Tuesday, June 1, 2010

Little Joe




Il s'en passait des choses dans les années 60, on n'a plus idée. Dans notre explosion de la "bulle internet" et nos licences pornographiques généralisées, on se croit un peu trop vite dédouané de toute pudeur ; mais aucun pénis n'apparaîtra dans un film américain avant encore plusieurs années, plusieurs décennies peut-être : trop shoking. On a le droit de tout vendre et de tout montrer, mais on ne juge pas moins ceux qui achètent et qui regardent.

Heureusement dans les années 60, et pour toujours, il y a eu Joe Dallesandro. Ah ! Joe Dallesandro... Dans les films plus ou moins bricolés qu'il tourne sous la direction de Paul Morrissey, avec Warhol à la production, Joe Dallesandro explose de masculinité, d'impudeur, de naturel, de naïveté simple et belle. "A wonderful actor who forever changed male sexuality on the screen", a dit John Waters. Difficile en effet de ne pas se sentir remué par les premières images de Flesh (1968), où l'on surprend Joe endormi, nu sur le ventre, plein de sa silhouette impeccable. Immanquablement, on veut en savoir plus (ce qui ne tarde pas à arriver). Par la suite, il faut le reste du film pour se remettre d'un tel spectacle ; le petit Joe (je n'ai pas la taille exacte, mais il est petit) n'en finit pas de se montrer, de se livrer à la caméra sous toutes ses coutures. C'est délicieux.

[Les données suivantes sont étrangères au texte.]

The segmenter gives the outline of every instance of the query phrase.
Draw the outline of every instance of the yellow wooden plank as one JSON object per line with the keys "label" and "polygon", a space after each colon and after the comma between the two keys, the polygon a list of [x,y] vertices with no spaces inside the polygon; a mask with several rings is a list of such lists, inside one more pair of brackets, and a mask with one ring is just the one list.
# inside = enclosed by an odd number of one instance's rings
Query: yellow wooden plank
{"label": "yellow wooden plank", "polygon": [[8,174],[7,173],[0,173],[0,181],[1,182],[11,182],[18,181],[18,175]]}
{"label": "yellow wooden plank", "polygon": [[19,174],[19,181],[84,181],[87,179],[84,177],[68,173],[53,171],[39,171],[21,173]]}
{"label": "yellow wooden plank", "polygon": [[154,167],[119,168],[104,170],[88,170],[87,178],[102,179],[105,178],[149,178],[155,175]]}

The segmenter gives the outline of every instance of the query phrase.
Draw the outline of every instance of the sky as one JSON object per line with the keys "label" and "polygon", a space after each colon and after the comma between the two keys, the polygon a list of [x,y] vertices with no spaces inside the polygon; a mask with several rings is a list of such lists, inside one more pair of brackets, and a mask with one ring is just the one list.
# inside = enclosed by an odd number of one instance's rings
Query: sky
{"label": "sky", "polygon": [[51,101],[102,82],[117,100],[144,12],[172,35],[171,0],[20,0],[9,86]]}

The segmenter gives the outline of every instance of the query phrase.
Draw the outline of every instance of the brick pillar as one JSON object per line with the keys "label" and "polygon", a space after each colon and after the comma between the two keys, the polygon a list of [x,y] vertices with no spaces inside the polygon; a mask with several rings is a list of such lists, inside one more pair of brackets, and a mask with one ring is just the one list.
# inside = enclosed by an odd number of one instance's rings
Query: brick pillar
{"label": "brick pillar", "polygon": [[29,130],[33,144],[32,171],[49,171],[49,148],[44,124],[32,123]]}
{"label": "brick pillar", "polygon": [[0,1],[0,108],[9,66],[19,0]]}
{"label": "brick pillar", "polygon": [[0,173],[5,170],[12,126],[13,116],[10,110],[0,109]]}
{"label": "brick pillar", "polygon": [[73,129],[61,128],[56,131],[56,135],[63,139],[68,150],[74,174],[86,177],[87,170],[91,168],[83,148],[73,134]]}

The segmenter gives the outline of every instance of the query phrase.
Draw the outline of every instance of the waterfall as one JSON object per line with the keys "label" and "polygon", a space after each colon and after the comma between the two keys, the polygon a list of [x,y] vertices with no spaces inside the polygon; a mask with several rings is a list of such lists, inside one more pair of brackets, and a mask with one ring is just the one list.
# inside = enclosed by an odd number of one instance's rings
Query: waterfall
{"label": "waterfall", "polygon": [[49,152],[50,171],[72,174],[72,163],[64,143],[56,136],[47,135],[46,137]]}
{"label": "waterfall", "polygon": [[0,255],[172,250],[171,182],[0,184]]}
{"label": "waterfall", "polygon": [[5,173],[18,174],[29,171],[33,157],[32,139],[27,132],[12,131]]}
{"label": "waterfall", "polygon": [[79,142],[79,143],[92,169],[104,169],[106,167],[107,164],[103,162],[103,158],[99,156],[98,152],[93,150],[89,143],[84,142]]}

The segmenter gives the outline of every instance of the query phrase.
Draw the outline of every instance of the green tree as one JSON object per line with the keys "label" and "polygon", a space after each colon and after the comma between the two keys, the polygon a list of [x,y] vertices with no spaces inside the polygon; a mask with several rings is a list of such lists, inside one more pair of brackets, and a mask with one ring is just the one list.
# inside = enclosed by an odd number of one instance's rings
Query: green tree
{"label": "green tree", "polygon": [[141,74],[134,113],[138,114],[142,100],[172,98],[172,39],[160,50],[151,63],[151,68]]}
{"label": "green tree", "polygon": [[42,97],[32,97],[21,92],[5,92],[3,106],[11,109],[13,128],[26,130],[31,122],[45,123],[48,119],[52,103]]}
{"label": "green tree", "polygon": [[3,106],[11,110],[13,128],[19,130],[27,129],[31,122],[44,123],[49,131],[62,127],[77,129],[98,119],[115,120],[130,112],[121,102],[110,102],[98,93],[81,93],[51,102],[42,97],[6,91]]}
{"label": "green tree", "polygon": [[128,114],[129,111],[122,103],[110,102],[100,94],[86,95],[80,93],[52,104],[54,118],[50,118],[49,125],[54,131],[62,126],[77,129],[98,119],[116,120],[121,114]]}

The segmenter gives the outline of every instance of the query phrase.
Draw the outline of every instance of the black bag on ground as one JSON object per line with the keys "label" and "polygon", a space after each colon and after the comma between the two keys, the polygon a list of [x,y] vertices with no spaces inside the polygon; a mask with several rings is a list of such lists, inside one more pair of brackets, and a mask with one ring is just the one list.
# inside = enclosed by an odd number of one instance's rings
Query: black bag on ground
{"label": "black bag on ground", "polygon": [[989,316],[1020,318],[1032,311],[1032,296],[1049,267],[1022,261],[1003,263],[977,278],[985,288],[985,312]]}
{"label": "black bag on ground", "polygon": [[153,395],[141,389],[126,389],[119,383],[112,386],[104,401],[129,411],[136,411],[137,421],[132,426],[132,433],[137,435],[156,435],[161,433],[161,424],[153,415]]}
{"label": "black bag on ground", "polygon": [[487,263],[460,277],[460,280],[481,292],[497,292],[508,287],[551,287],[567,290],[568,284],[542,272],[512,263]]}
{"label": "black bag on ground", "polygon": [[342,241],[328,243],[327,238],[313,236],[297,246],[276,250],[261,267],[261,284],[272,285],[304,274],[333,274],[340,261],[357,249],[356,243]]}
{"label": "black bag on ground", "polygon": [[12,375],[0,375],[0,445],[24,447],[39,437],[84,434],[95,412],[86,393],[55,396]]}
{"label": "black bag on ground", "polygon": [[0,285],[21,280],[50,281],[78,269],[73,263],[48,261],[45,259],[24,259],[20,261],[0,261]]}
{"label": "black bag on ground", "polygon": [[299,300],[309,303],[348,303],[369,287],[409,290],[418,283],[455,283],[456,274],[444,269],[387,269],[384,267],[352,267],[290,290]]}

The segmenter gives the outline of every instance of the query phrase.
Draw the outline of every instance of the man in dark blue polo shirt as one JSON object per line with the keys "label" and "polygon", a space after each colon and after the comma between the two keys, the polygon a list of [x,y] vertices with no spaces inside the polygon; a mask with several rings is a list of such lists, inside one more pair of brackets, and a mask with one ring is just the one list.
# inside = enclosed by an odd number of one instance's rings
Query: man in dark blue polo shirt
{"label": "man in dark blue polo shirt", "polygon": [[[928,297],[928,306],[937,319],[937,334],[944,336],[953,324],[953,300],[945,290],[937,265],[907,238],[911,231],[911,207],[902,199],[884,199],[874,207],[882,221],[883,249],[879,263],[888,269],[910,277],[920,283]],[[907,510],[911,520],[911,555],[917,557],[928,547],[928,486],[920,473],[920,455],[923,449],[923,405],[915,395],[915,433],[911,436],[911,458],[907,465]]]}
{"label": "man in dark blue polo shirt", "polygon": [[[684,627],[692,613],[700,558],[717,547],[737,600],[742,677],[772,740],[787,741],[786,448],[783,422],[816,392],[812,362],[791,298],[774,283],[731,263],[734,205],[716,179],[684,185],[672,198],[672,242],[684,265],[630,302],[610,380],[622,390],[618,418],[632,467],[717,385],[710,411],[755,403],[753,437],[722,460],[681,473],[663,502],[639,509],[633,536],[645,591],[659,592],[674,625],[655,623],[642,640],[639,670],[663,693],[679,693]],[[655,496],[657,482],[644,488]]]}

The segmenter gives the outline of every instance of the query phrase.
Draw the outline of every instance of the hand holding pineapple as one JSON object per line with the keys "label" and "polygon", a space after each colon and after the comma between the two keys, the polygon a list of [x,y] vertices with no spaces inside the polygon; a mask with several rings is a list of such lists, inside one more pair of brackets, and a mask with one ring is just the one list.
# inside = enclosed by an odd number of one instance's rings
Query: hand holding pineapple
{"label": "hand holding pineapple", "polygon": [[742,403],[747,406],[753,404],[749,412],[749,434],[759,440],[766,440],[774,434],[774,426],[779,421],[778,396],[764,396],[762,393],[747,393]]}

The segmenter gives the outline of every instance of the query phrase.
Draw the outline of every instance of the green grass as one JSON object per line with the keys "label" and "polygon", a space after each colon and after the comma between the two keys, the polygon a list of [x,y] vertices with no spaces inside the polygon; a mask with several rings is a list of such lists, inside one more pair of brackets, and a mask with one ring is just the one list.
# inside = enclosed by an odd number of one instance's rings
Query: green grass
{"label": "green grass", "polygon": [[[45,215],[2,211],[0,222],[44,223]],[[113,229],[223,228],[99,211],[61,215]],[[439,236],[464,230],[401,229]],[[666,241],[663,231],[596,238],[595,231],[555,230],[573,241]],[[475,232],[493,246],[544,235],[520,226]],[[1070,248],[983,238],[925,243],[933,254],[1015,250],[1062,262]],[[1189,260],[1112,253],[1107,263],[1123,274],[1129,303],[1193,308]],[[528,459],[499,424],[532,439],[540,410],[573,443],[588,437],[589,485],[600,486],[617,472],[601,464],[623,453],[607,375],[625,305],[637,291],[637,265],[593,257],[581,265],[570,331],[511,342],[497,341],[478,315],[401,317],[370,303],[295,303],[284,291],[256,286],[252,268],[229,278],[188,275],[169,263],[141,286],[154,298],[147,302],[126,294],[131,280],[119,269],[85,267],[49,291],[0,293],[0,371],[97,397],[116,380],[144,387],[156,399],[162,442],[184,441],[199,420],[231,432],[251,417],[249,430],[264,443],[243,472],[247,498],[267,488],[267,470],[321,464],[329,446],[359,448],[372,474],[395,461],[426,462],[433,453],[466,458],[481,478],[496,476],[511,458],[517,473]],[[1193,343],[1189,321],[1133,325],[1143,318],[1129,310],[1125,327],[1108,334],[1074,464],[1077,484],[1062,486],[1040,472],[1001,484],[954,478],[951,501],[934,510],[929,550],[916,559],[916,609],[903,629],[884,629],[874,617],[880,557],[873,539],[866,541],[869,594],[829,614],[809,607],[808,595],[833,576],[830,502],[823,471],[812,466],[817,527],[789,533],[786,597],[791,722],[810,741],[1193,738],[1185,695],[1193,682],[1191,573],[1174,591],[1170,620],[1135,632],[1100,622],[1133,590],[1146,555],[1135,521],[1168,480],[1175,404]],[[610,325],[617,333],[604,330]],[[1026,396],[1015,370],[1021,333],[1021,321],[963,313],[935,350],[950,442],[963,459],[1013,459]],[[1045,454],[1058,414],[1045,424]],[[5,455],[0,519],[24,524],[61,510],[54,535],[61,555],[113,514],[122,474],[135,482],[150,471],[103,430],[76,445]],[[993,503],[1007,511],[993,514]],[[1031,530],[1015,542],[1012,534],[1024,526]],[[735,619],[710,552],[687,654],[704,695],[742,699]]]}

L'avantage (contrairement au reste de sa carrière), c'est que ces films ont quelque chose à dire. Le montage "staccato" de Flesh suggère l'idée d'un film interdit, pris sur le vif et montré à la va-vite ; un film qui est la transgression même. Par la suite, Trash (1970) et Heat (1972) jouent sur d'autres registres, d'autres tabous, d'autres plaisirs : la drogue à haute consommation, la pulsion sexuelle pathétique. Joe Dallesandro passe à travers ces scripts avec la même présence, le même corps incroyable ; ses cheveux s'allongent, mais c'est toujours lui, minimal dans son jeu d'acteur et confondant de naturel. Les lieux de tournage alternent aussi : New York (Flesh), San Francisco (Trash), Los Angeles (Heat). L'idée semble être de passer en revue les différents vices de l'Amérique : prostitution, drogue, fame. De ce point de vue, si Flesh est le plus alléchant des trois films en termes de "dallesandrisme", Heat a quelque chose d'irrésistible dans son propos : on y rencontre une star(lette) vieillissante, pleine d'argent et d'orgueil ; elle offre un contraste pitoyable, par ses seins tombants et sa coiffure rehaussée, avec le bombesque Joe qui sans rien faire allume tout le monde. On voit se tramer des jeux d'influence ("I'll introduce you to everybody" : phrase emblématique de l'univers hollywoodien), mais qui ne fonctionnent pas vraiment. Et finalement, on clapote dans une atmosphère rance, faite de frustrations et d'amour-propre ; ces personnages sont odieux, égoïstes, cruels ; il ne faut rien espérer de gratuit.

C'est bien le problème de Joe dans ces trois films : il n'a pas d'argent, il n'a que son corps et sa belle gueule, dans un monde où tout se paye. Dans chaque film, le besoin d'argent est lié à une motivation particulière : dans Flesh, Joe est marié et a un bébé ; dans Heat, c'est un acteur sur le retour, qui tente une reconversion dans la chanson et en attendant doit survivre à Hollywood ; enfin dans Trash, il est toxicomane : intéressant, car c'est le sort qui sera réservé à Dallesandro lui-même dans la suite de sa vie. On voit se profiler dans ce film la difficulté, le cercle vicieux qu'éprouvera l'acteur : son seul intérêt (se shooter) le rend amorphe, son corps ne réagit plus ; il perd sa "virilité", et ainsi son savoir-faire de gigolo est mis en péril. À lui tout seul, il est un symbole de la dérive et de la plongée en enfer des années 70.